SparseMLASm120Metadata dataclass

Bases: AttentionMetadata

Attention metadata for SPARSE_MLA_SM120 backend.

Source code in vllm/v1/attention/backends/mla/sparse_mla_sm120.py
@dataclass
class SparseMLASm120Metadata(AttentionMetadata):
    """Attention metadata for SPARSE_MLA_SM120 backend."""

    num_reqs: int
    max_query_len: int
    max_seq_len: int
    num_actual_tokens: int

    query_start_loc: torch.Tensor
    slot_mapping: torch.Tensor
    block_table: torch.Tensor
    req_id_per_token: torch.Tensor
    seq_lens: torch.Tensor

    block_size: int = 64
    topk_tokens: int = 2048

SparseMLASm120MetadataBuilder

Bases: AttentionMetadataBuilder[SparseMLASm120Metadata]

Builder for SPARSE_MLA_SM120 attention metadata.

Source code in vllm/v1/attention/backends/mla/sparse_mla_sm120.py
class SparseMLASm120MetadataBuilder(AttentionMetadataBuilder[SparseMLASm120Metadata]):
    """Builder for SPARSE_MLA_SM120 attention metadata."""

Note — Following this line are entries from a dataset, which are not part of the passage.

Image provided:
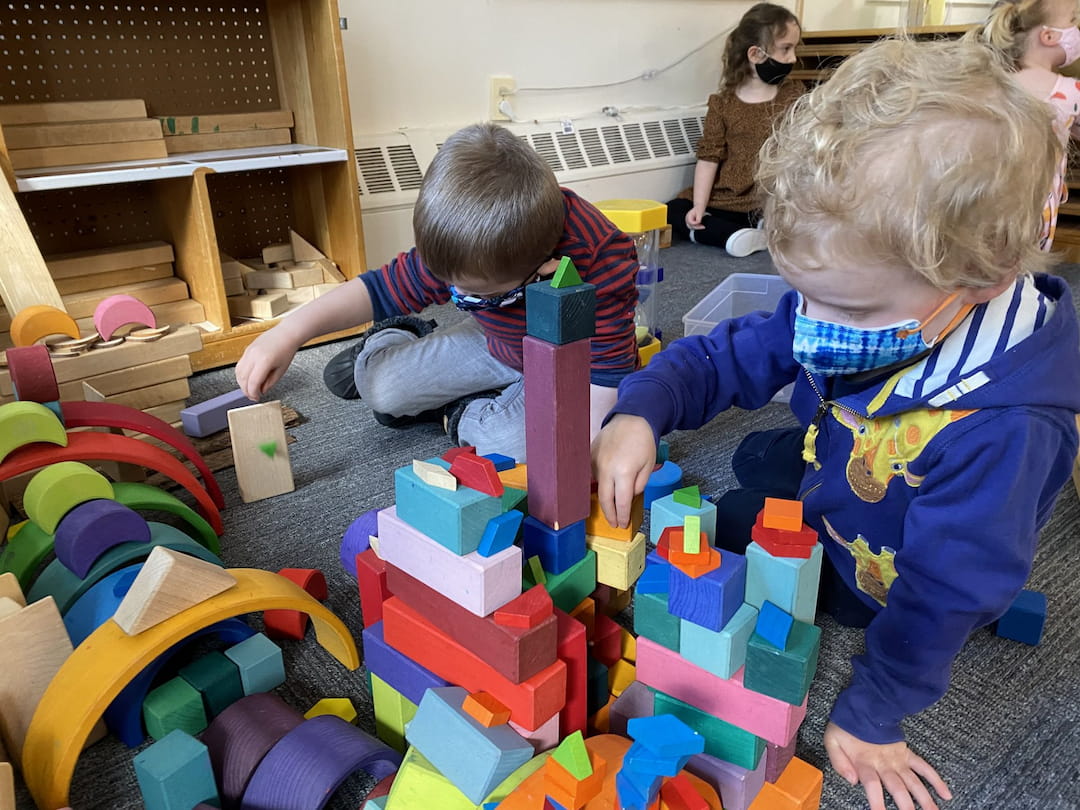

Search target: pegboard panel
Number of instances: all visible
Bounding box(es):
[0,0,282,117]
[15,183,170,256]
[206,168,294,258]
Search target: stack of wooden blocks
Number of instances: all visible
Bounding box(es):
[0,98,168,170]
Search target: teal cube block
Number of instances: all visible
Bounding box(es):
[394,465,502,556]
[743,621,821,706]
[744,543,823,624]
[679,603,757,678]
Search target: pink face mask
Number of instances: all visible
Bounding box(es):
[1043,25,1080,67]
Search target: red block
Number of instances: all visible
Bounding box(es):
[495,585,555,629]
[382,596,565,731]
[356,549,392,627]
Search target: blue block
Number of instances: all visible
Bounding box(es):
[522,515,585,573]
[476,509,525,557]
[225,633,285,694]
[405,686,534,805]
[484,453,517,472]
[645,461,683,509]
[135,730,220,810]
[363,622,449,704]
[995,590,1047,646]
[649,495,716,545]
[667,551,746,632]
[394,465,503,556]
[754,599,795,650]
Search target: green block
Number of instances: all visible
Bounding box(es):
[143,677,206,740]
[634,591,681,652]
[179,650,244,717]
[743,621,821,706]
[652,689,765,771]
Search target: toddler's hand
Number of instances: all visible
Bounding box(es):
[825,723,953,810]
[593,414,657,528]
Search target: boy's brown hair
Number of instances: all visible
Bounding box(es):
[413,123,566,292]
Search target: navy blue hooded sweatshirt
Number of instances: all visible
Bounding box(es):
[612,275,1080,743]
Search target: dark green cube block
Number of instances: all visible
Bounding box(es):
[525,281,596,346]
[743,621,821,706]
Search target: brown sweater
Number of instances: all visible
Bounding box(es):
[679,79,806,212]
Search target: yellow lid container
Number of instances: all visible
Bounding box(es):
[593,200,667,233]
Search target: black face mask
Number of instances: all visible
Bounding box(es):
[754,56,795,84]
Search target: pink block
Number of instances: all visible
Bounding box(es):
[510,713,559,754]
[637,636,807,745]
[379,507,522,616]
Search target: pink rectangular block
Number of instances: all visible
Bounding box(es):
[522,336,592,529]
[379,507,522,616]
[637,636,807,745]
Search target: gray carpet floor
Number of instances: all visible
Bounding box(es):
[18,243,1080,810]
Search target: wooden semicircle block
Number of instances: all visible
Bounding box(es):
[23,568,360,807]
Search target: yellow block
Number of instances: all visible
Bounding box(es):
[23,568,360,808]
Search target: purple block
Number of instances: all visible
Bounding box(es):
[180,388,258,437]
[56,498,150,579]
[364,622,450,705]
[339,509,379,579]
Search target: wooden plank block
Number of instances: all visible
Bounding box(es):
[158,110,293,136]
[0,98,146,126]
[8,138,168,170]
[45,241,175,279]
[228,400,296,503]
[3,118,161,153]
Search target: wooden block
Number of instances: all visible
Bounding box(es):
[112,545,237,636]
[135,731,220,810]
[585,531,646,591]
[0,596,71,762]
[382,597,566,729]
[227,400,296,503]
[379,501,522,616]
[637,637,806,747]
[387,563,557,684]
[0,98,146,127]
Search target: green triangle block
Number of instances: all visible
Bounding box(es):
[551,256,581,288]
[672,484,701,509]
[551,731,593,781]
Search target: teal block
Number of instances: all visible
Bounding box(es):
[649,492,716,545]
[679,603,757,678]
[135,730,220,810]
[744,543,823,624]
[405,686,534,805]
[634,591,681,652]
[394,465,502,556]
[225,633,285,694]
[653,690,765,770]
[743,622,821,706]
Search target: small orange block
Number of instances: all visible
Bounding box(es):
[761,498,802,531]
[461,692,510,728]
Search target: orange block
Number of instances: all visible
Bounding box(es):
[761,498,802,531]
[461,692,510,728]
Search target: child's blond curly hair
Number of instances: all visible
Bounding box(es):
[757,39,1062,289]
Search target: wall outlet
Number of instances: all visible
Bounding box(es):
[487,76,517,121]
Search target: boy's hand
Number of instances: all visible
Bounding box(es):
[593,414,657,528]
[825,723,953,810]
[237,327,298,402]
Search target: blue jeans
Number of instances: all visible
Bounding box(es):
[353,318,525,461]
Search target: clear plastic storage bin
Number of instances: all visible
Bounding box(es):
[683,273,792,402]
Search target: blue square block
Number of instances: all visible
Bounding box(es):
[394,465,503,556]
[522,516,585,573]
[667,551,746,632]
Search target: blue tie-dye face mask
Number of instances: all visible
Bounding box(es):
[792,293,970,377]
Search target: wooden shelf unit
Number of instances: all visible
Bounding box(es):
[0,0,366,369]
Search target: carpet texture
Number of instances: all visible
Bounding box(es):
[18,243,1080,810]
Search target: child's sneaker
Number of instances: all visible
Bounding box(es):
[724,228,768,259]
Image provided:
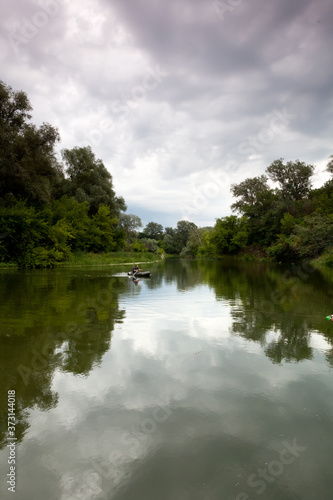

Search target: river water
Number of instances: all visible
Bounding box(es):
[0,260,333,500]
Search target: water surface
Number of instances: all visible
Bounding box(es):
[0,260,333,500]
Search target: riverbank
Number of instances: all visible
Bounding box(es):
[0,252,164,269]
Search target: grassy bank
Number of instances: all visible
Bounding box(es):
[59,252,161,267]
[0,252,162,269]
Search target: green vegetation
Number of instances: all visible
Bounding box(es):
[0,82,333,268]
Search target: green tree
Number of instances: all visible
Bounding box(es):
[62,146,126,217]
[231,175,274,217]
[119,214,142,246]
[142,222,163,240]
[266,158,314,201]
[326,155,333,174]
[0,82,63,204]
[90,204,125,252]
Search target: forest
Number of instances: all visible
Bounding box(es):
[0,81,333,268]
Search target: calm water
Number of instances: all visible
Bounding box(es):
[0,261,333,500]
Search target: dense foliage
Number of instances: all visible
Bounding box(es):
[0,81,333,267]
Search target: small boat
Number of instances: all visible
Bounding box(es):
[127,271,151,278]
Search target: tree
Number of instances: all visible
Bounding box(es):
[266,158,314,201]
[118,214,142,245]
[143,222,163,240]
[231,175,273,216]
[61,146,126,217]
[0,82,63,204]
[326,155,333,174]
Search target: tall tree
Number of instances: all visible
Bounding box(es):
[62,146,126,217]
[0,82,62,204]
[143,222,163,240]
[266,158,314,201]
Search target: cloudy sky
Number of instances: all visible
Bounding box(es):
[0,0,333,226]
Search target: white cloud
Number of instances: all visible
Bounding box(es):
[0,0,333,225]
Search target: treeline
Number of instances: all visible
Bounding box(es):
[0,82,200,268]
[0,81,333,267]
[197,155,333,265]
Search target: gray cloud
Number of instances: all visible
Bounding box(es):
[0,0,333,225]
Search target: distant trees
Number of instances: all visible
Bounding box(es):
[0,82,62,204]
[0,81,333,267]
[266,158,314,201]
[0,82,126,267]
[62,146,126,216]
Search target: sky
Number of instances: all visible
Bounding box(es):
[0,0,333,227]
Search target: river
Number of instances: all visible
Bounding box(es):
[0,260,333,500]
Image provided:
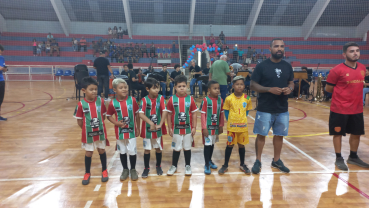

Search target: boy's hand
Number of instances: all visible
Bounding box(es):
[201,129,209,137]
[191,128,196,137]
[218,126,223,134]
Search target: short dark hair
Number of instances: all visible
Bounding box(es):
[208,80,219,89]
[270,38,283,47]
[127,64,133,69]
[174,74,187,86]
[82,77,99,89]
[342,42,359,53]
[145,77,160,89]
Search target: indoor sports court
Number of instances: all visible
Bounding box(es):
[0,0,369,208]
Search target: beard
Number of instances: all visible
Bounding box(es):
[272,52,284,59]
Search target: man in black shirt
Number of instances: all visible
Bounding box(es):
[190,59,202,96]
[363,67,369,106]
[169,64,182,97]
[94,52,114,101]
[251,38,294,174]
[159,65,169,99]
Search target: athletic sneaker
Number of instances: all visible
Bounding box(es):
[156,166,163,175]
[347,157,369,168]
[204,165,211,175]
[82,173,91,185]
[185,165,192,176]
[272,159,290,173]
[167,165,177,176]
[101,170,109,182]
[142,168,150,178]
[218,165,228,175]
[251,160,261,174]
[209,161,218,169]
[120,169,129,181]
[240,164,251,174]
[334,157,348,171]
[131,169,138,181]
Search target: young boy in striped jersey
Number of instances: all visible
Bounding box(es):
[167,75,198,176]
[139,78,168,178]
[74,77,109,185]
[107,78,140,181]
[200,80,224,175]
[218,76,252,175]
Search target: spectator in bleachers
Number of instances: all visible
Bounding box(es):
[150,43,156,58]
[46,33,54,42]
[72,38,78,51]
[32,39,37,56]
[78,36,87,52]
[50,39,60,56]
[219,31,227,44]
[117,27,123,39]
[141,43,149,58]
[113,26,118,39]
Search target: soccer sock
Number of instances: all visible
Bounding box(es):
[120,154,128,169]
[144,153,150,169]
[100,152,106,171]
[129,155,137,170]
[156,152,162,167]
[204,146,211,167]
[184,150,191,166]
[224,146,233,167]
[238,147,246,166]
[85,155,92,173]
[350,151,358,158]
[172,150,181,167]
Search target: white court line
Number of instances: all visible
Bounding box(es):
[0,170,369,181]
[249,115,333,173]
[85,201,93,208]
[94,184,101,191]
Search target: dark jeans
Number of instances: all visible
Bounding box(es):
[97,75,109,98]
[220,85,228,102]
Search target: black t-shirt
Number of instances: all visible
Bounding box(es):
[251,59,293,113]
[94,57,110,76]
[170,70,182,79]
[190,65,201,79]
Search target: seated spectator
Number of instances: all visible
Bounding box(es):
[72,38,78,51]
[47,33,54,42]
[50,39,60,56]
[78,36,87,52]
[117,27,123,39]
[32,39,37,56]
[219,31,227,44]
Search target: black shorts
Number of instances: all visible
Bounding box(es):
[329,111,365,136]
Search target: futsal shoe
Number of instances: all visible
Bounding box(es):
[82,173,91,185]
[334,157,348,171]
[209,161,218,169]
[101,170,109,182]
[272,159,290,173]
[347,157,369,168]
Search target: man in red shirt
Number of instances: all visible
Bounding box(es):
[326,42,369,170]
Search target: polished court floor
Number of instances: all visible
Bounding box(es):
[0,81,369,208]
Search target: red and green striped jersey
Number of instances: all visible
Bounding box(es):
[74,98,109,146]
[200,96,223,135]
[139,95,167,139]
[167,95,198,135]
[107,96,138,140]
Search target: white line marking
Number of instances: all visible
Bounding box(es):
[94,184,101,191]
[85,201,93,208]
[249,115,330,171]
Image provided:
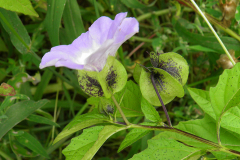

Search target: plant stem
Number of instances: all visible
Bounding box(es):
[112,94,130,126]
[131,124,240,157]
[190,0,236,65]
[151,73,172,127]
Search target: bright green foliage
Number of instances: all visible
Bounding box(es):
[60,0,85,44]
[34,70,53,101]
[98,56,127,98]
[15,132,49,158]
[174,19,240,53]
[0,100,48,138]
[63,125,126,160]
[131,137,201,160]
[10,139,38,157]
[0,0,38,17]
[114,81,143,117]
[118,128,151,152]
[63,126,104,160]
[45,0,66,46]
[0,94,29,111]
[0,83,16,96]
[235,5,240,22]
[27,114,60,127]
[53,112,109,143]
[141,97,162,123]
[0,0,240,160]
[0,8,30,54]
[98,97,116,115]
[8,73,33,93]
[210,63,240,121]
[188,88,240,138]
[83,125,127,159]
[118,122,156,152]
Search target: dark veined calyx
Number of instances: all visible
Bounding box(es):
[139,52,189,106]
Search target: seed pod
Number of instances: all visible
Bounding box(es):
[217,50,238,69]
[219,0,238,27]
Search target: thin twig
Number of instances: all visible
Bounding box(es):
[151,73,172,127]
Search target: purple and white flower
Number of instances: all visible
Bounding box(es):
[40,13,139,71]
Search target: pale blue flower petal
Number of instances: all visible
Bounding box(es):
[40,13,139,71]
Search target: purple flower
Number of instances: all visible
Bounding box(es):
[39,13,139,71]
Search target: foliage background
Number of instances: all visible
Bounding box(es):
[0,0,240,160]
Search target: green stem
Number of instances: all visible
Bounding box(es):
[130,124,240,157]
[112,95,130,126]
[204,13,240,41]
[190,0,236,65]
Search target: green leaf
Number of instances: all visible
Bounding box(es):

    _cudagraph_support: ClassVar[AttentionCGSupport] = AttentionCGSupport.UNIFORM_BATCH

    def __init__(
        self,
        kv_cache_spec: AttentionSpec,
        layer_names: list[str],
        vllm_config: VllmConfig,
        device: torch.device,
    ) -> None:
        self.vllm_config = vllm_config
        self.layer_names = layer_names
        self.kv_cache_spec = kv_cache_spec
        self.model_config = vllm_config.model_config
        self.device = device

        self.mla_dims = get_mla_dims(self.model_config)
        self.topk_tokens = vllm_config.model_config.hf_config.index_topk

        # req_id_per_token: scratch buffer for build(), sized to the max
        # batched-token bound so cudagraph capture sees stable allocations.
        self.req_id_per_token_buffer = torch.empty(
            (vllm_config.scheduler_config.max_num_batched_tokens,),
            dtype=torch.int32,
            device=device,
        )

    def build(
        self,
        common_prefix_len: int,
        common_attn_metadata: CommonAttentionMetadata,
        fast_build: bool = False,
    ) -> SparseMLASm120Metadata:
        cm = common_attn_metadata
        num_tokens = cm.num_actual_tokens

        starts = np.asarray(cm.query_start_loc_cpu, dtype=np.int32)
        seg_lengths = np.diff(starts)
        req_id_per_token = np.repeat(
            np.arange(seg_lengths.shape[0], dtype=np.int32), seg_lengths
        )

        self.req_id_per_token_buffer.fill_(0)
        self.req_id_per_token_buffer[: req_id_per_token.shape[0]].copy_(
            torch.from_numpy(req_id_per_token), non_blocking=True
        )
        req_id_per_token_tensor = self.req_id_per_token_buffer[:num_tokens]

        return SparseMLASm120Metadata(
            num_reqs=cm.num_reqs,
            max_query_len=cm.max_query_len,
            max_seq_len=cm.max_seq_len,
            num_actual_tokens=cm.num_actual_tokens,
            query_start_loc=cm.query_start_loc,
            slot_mapping=cm.slot_mapping,
            block_table=cm.block_table_tensor,
            req_id_per_token=req_id_per_token_tensor,
            seq_lens=cm.seq_lens,
            block_size=self.kv_cache_spec.block_size,
            topk_tokens=self.topk_tokens,
        )